Hiçbir şeyin tam, doğru ve yerinde olmadığı ülkemizde, bütün sorunların ana kaynağı eğitim. Eğitim bozuk olunca diğer alanlarda her şey bozuk oluyor. Bir türlü Müslüman Türk eğitim sistemine geçilemeyen ülkemizde, ABD artığı eğitim sistemiyle ancak bu kadar oluyor. Eğitim konusunu neresinden tutsak elimizde kalıyor. Okul müdürleri torpille müdür yapılmış bir eğitim sisteminde insanlara hangi hak hangi hukuk hangi değer anlatılabilir. Okulda hak yememeyi öğretmek için önce okulun başının yani müdürün hak yememiş olması gerekmiyor mu, gerekiyor. Torpille atanmış müdürler nasıl hak yemesin, hem de hak yemeyi hak olarak görerek yiyorlar. Günümüzde okul müdürleri cumhurbaşkanına yalakalık yaparak müdür oluyorlar. İstisnalar nadir de olsa vardır belki ama istisnalar kaideyi bozmuyor. İşinin ehli olduğu için müdür yapılan okul müdürleri yok denecek kadar az maalesef. Torpille müdür olmuş müdürler okulda nasıl adalet öğretecek, nasıl kul hakkı yenmemesini öğretecek, nasıl hak hukuka uymayı öğretecek, öğretebilir mi, öğretemez. Nihayetinde de öğretemiyorlar. Torpille atanmış birinden adalet öğretmesini beklemek komedidir. Torpille makama getirilmiş birinden insani iyilik beklenemez. Eğitim yuvaları iyiyi ve doğruyu öğretmek üzere kurulmuş kurumlarken iyiyi ve doğruyu öğretmek üzere getirilenler iyi ve doğru olmayan yöntemle oralara getirilmiştir. Adamı olan müdür yapılıyor. Okul müdürlerinden yukarıdaki bürokratlar farklı mı onlar da torpille atanmış kişilerdir. Okul müdürlerinden tutun bakana kadar bütün müdürler torpille atanmıştır. Böyle bir eğitim sisteminde kul hakkı yemeyen insan yetişir mi, yetişmiyor nihayetinde. Kul hakkı yiyen insanlar kul hakkı yemenin affedilmez günah olduğunu anlatabilir mi, anlatır ama komedi olur o. Adam oturduğu koltuğa torpille gelmiş bize kul hakkı yemenin kötülüğünü anlatıyor, adaletli olmayı anlatıyor, iyilik yapmayı anlatıyor gülmeyelim de ne yapalım.

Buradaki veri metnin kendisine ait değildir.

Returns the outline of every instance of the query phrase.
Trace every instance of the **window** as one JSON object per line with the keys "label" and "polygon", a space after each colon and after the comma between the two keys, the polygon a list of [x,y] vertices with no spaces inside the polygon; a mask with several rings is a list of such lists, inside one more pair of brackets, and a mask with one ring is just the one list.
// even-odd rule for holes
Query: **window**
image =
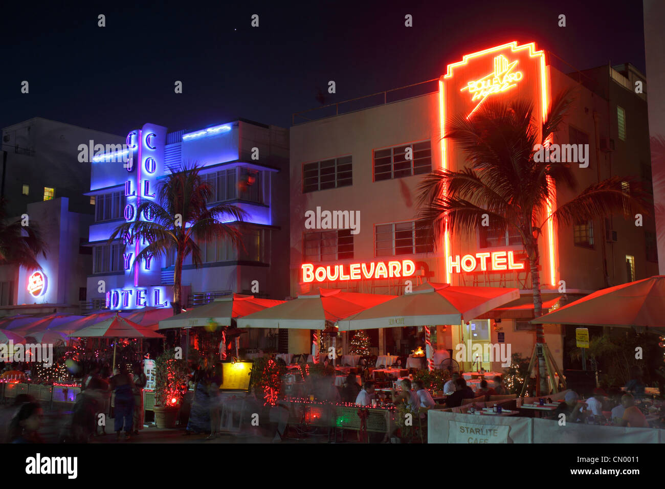
{"label": "window", "polygon": [[374,152],[375,182],[420,175],[431,171],[432,146],[430,141]]}
{"label": "window", "polygon": [[99,222],[122,218],[124,216],[126,198],[124,192],[96,196],[94,202],[94,220]]}
{"label": "window", "polygon": [[492,226],[481,226],[478,236],[480,247],[491,248],[495,246],[513,246],[522,244],[522,238],[516,228],[509,226],[505,231]]}
{"label": "window", "polygon": [[653,263],[658,261],[658,249],[656,240],[656,233],[644,232],[644,245],[646,248],[646,261]]}
{"label": "window", "polygon": [[575,246],[593,247],[593,221],[578,222],[573,226]]}
{"label": "window", "polygon": [[353,257],[350,230],[307,233],[304,238],[305,261],[334,261]]}
{"label": "window", "polygon": [[616,126],[619,132],[619,139],[626,140],[626,111],[622,107],[616,106]]}
{"label": "window", "polygon": [[[621,182],[621,192],[625,194],[626,196],[630,195],[630,184],[626,181]],[[624,216],[628,216],[630,215],[630,205],[627,201],[624,201]]]}
{"label": "window", "polygon": [[317,161],[303,166],[303,192],[353,184],[350,156]]}
{"label": "window", "polygon": [[430,253],[434,249],[431,230],[421,222],[396,222],[374,228],[374,255],[377,257]]}
{"label": "window", "polygon": [[12,282],[0,282],[0,305],[12,305]]}
{"label": "window", "polygon": [[104,244],[94,247],[93,273],[103,273],[124,269],[123,253],[124,246],[121,243]]}
{"label": "window", "polygon": [[632,255],[626,255],[626,281],[635,281],[635,257]]}

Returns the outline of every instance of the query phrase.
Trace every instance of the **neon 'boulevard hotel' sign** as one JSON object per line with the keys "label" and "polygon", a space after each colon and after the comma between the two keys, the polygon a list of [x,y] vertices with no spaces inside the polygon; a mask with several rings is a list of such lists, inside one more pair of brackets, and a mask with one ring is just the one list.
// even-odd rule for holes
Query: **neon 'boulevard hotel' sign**
{"label": "neon 'boulevard hotel' sign", "polygon": [[[484,251],[475,255],[456,255],[448,257],[448,273],[479,271],[509,271],[525,269],[523,261],[515,261],[515,252]],[[368,263],[319,265],[303,263],[303,282],[344,281],[362,279],[387,279],[411,277],[416,273],[413,260],[391,260]]]}
{"label": "neon 'boulevard hotel' sign", "polygon": [[[155,198],[157,177],[164,173],[166,138],[166,128],[153,124],[144,124],[142,129],[133,130],[127,135],[130,158],[124,164],[127,180],[124,185],[126,205],[124,210],[124,217],[127,222],[138,219],[146,221],[154,219],[148,212],[142,216],[138,216],[138,208],[142,200],[154,200]],[[106,307],[112,309],[146,306],[168,307],[166,287],[139,286],[142,273],[154,276],[151,273],[152,257],[148,256],[142,263],[134,265],[136,255],[148,244],[129,234],[122,236],[122,241],[125,247],[122,255],[125,286],[106,292]]]}

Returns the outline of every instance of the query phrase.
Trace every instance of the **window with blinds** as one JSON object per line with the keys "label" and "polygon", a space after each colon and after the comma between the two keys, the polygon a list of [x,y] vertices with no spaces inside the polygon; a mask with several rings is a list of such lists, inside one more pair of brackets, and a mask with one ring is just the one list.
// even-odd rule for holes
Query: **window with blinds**
{"label": "window with blinds", "polygon": [[414,142],[374,152],[374,181],[402,178],[432,171],[430,141]]}

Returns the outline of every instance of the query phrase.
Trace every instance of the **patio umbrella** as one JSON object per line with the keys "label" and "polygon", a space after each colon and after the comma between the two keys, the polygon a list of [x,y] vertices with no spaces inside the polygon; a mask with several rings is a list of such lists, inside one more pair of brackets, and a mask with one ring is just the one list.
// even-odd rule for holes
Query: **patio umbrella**
{"label": "patio umbrella", "polygon": [[340,331],[461,324],[519,298],[517,289],[426,283],[339,321]]}
{"label": "patio umbrella", "polygon": [[[68,335],[70,336],[74,331],[88,327],[91,325],[96,324],[104,321],[104,319],[115,317],[115,316],[118,314],[118,313],[117,311],[108,311],[103,313],[90,314],[89,316],[83,316],[82,317],[79,317],[77,319],[66,321],[62,324],[58,325],[57,326],[54,326],[51,328],[51,329],[55,331],[65,333]],[[128,313],[120,313],[119,314],[121,317],[126,317],[129,315]]]}
{"label": "patio umbrella", "polygon": [[597,291],[531,322],[665,327],[665,275]]}
{"label": "patio umbrella", "polygon": [[32,331],[25,333],[25,341],[29,343],[53,343],[59,345],[66,343],[67,337],[59,331]]}
{"label": "patio umbrella", "polygon": [[342,317],[385,303],[395,295],[317,289],[270,309],[238,319],[238,327],[325,329]]}
{"label": "patio umbrella", "polygon": [[15,345],[25,343],[25,338],[21,335],[17,335],[13,331],[9,331],[7,329],[0,329],[0,345],[5,345],[10,341],[13,341]]}
{"label": "patio umbrella", "polygon": [[65,323],[70,323],[82,317],[84,317],[84,316],[68,315],[66,316],[53,315],[47,317],[36,318],[37,321],[21,323],[12,328],[11,331],[15,331],[19,335],[26,336],[25,333],[28,332],[37,333],[38,331],[45,331],[57,326],[63,325]]}
{"label": "patio umbrella", "polygon": [[[77,338],[164,338],[158,333],[128,321],[120,314],[105,319],[98,323],[76,331],[70,337]],[[116,368],[116,349],[118,342],[113,343],[113,368]]]}
{"label": "patio umbrella", "polygon": [[158,329],[160,321],[172,317],[172,307],[144,307],[132,313],[127,319],[154,331]]}
{"label": "patio umbrella", "polygon": [[220,326],[230,326],[231,319],[272,308],[284,301],[257,299],[253,295],[233,294],[233,296],[215,299],[207,304],[194,307],[186,313],[160,321],[160,329],[207,326],[210,321]]}

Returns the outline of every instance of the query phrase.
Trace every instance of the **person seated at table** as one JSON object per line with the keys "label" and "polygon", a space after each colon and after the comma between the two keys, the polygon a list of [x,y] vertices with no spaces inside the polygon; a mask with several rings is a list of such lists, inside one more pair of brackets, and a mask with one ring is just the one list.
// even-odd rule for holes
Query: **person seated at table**
{"label": "person seated at table", "polygon": [[555,420],[559,420],[560,414],[565,414],[567,422],[578,422],[582,420],[582,411],[586,405],[579,402],[579,395],[573,391],[566,393],[563,403],[559,405],[554,411]]}
{"label": "person seated at table", "polygon": [[587,407],[594,416],[602,416],[602,402],[607,395],[600,387],[593,390],[593,395],[587,399]]}
{"label": "person seated at table", "polygon": [[630,369],[630,380],[626,384],[626,392],[637,397],[644,395],[644,383],[642,381],[642,369],[634,366]]}
{"label": "person seated at table", "polygon": [[621,416],[619,426],[629,428],[648,428],[649,423],[646,422],[646,418],[634,403],[635,398],[632,394],[624,394],[622,396],[621,404],[625,408],[625,410]]}
{"label": "person seated at table", "polygon": [[402,385],[402,391],[396,392],[394,389],[390,389],[392,403],[396,406],[403,403],[408,405],[412,411],[418,410],[420,408],[420,402],[418,401],[418,395],[411,389],[411,381],[408,379],[402,379],[400,383]]}
{"label": "person seated at table", "polygon": [[374,394],[374,383],[372,381],[367,381],[365,382],[364,387],[358,393],[358,396],[356,397],[356,404],[359,404],[361,406],[371,406]]}
{"label": "person seated at table", "polygon": [[344,383],[344,388],[342,389],[342,400],[344,403],[354,403],[362,389],[356,382],[356,374],[348,374],[346,376],[346,381]]}
{"label": "person seated at table", "polygon": [[452,394],[455,392],[455,389],[457,389],[457,386],[455,383],[459,378],[460,373],[453,372],[453,375],[451,377],[450,380],[444,384],[444,394]]}
{"label": "person seated at table", "polygon": [[448,407],[459,407],[462,406],[464,399],[473,399],[475,397],[473,390],[466,385],[466,381],[462,377],[455,381],[455,392],[448,396],[446,400],[446,405]]}
{"label": "person seated at table", "polygon": [[491,387],[487,387],[487,381],[484,379],[480,381],[480,387],[478,388],[478,390],[475,391],[476,397],[484,396],[485,401],[487,401],[489,399],[489,396],[493,396],[495,394],[496,392]]}
{"label": "person seated at table", "polygon": [[425,389],[422,381],[414,381],[414,390],[416,395],[418,396],[418,401],[420,403],[420,407],[431,409],[436,405],[436,403],[430,394],[430,391]]}
{"label": "person seated at table", "polygon": [[494,395],[497,396],[510,394],[508,389],[503,385],[501,375],[495,375],[492,379],[492,389],[494,389]]}

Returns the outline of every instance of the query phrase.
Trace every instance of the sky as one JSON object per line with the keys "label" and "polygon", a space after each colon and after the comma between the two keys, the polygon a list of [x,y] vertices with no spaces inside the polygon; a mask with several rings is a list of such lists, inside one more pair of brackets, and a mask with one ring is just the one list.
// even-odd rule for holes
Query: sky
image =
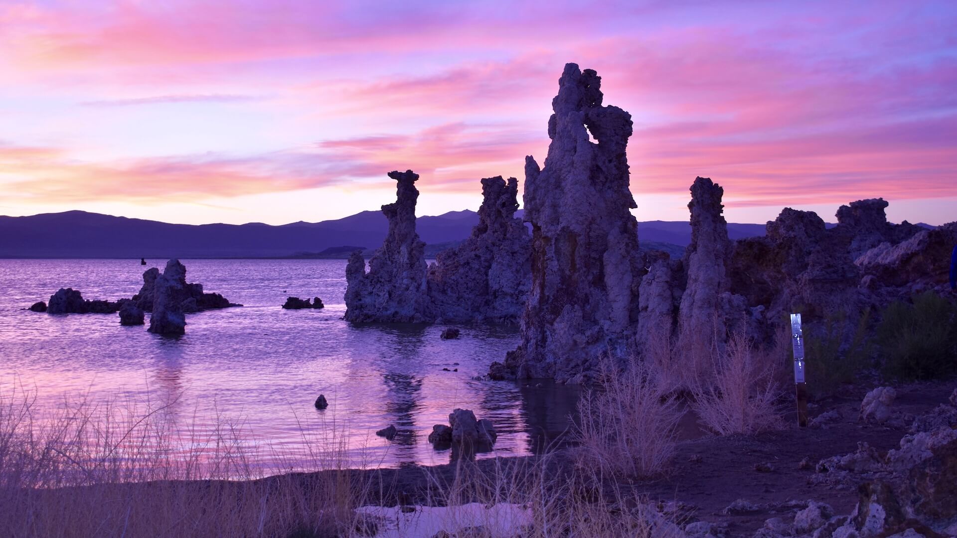
{"label": "sky", "polygon": [[0,0],[0,214],[339,218],[421,175],[478,209],[547,151],[566,62],[632,114],[639,220],[957,220],[957,3]]}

Eğitimde adalet denince insanın kahkaha atası geliyor. Zaten ülkemizde adalet denince insana bir gülmek geliyor. Çünkü adalet insanların cebinde. Ne kadar para o kadar adalet. Al sana adalet. Eğitimde eşitlik/adalet deniliyor özel okullar (kolejler) kapatılmıyor. Özel okullar varken hangi adaletten bahsedilebilir. Özel okulları geçelim, zaten özel okullar okul değil ticarethane. Devlet okullarına bakalım. Okullara öğretmen alırken yapılan sınavlar yetmiyor gibi mülakat adında torpil sınavı yapılıyor. Torpili olanlar öğretmen olarak atanıyor diğerleri atanmıyor. Torpille atanan öretmenden insan yetişmesini beklemek kadar komik bir şey olur mu. Öğretmen öğrenciye temel insani değer olarak adaletli olmasını öğretecek öğrenci sen torpille atanmadın mı öğretmenim dese öğretmen ne diyecek. Mülakat sınavı demek torpil demektir kimse değil diye laga luga etmesin. Eğitime bakar mısınız. Daha ücretli öğretmenler adaletsizliğine gelemedik bile. Öğretmenler odasında aynı masada oturan öğretmenlerin yarısı atanmış öğretmen yarısı ücretli öğretmen. Aynı öğrencilere aynı dersi anlatıyor, aynı mesaiyi harcıyor ama biri normal öğretmen maaşı alırken diğeri asgari ücret bile almıyor. Bu nasıl eğitim sistemi. Ücretli öğretmenin hakkını vermeyen sistem, hangi hakkı gözeten eğitimli insan çıkarır. Makama ve paraya tapan bir toplumun oluşmasını ülkemiz eğitim sistemi sağladı, sağlıyor. Hak yiyen, hukuka uymayan, adaletli olmayan, şiddet, istismar ve her türlü ahlâksızlığı yapan ya da her türlü ahlâksızlığa meyilli olan bir toplum ancak eğitim sisteminin tek kriteri torpil olan bir sistemle meydana getirilebilirdi ki meydana getirildi. Bakanın bile torpille atandığı eğitim sisteminden eğitim bekliyoruz ya bu da komedidir. Daha ders kitaplarının içeriklerini konuşmaya sıra gelmiyor. Gerçi içerik mi var ki konuşalım. İnternetten bulduklarını doldurmuşlar kitaplara al sana içerik. Kaynak genel ağ diye yazmışlar. Kaynak bile göstermemiş devlet ders kitaplarını hazırlayanlar. İnternetten içerik oluşturulacak da neden okul var neden öğretmen var. İnsanlar zaten akşama kadar internette.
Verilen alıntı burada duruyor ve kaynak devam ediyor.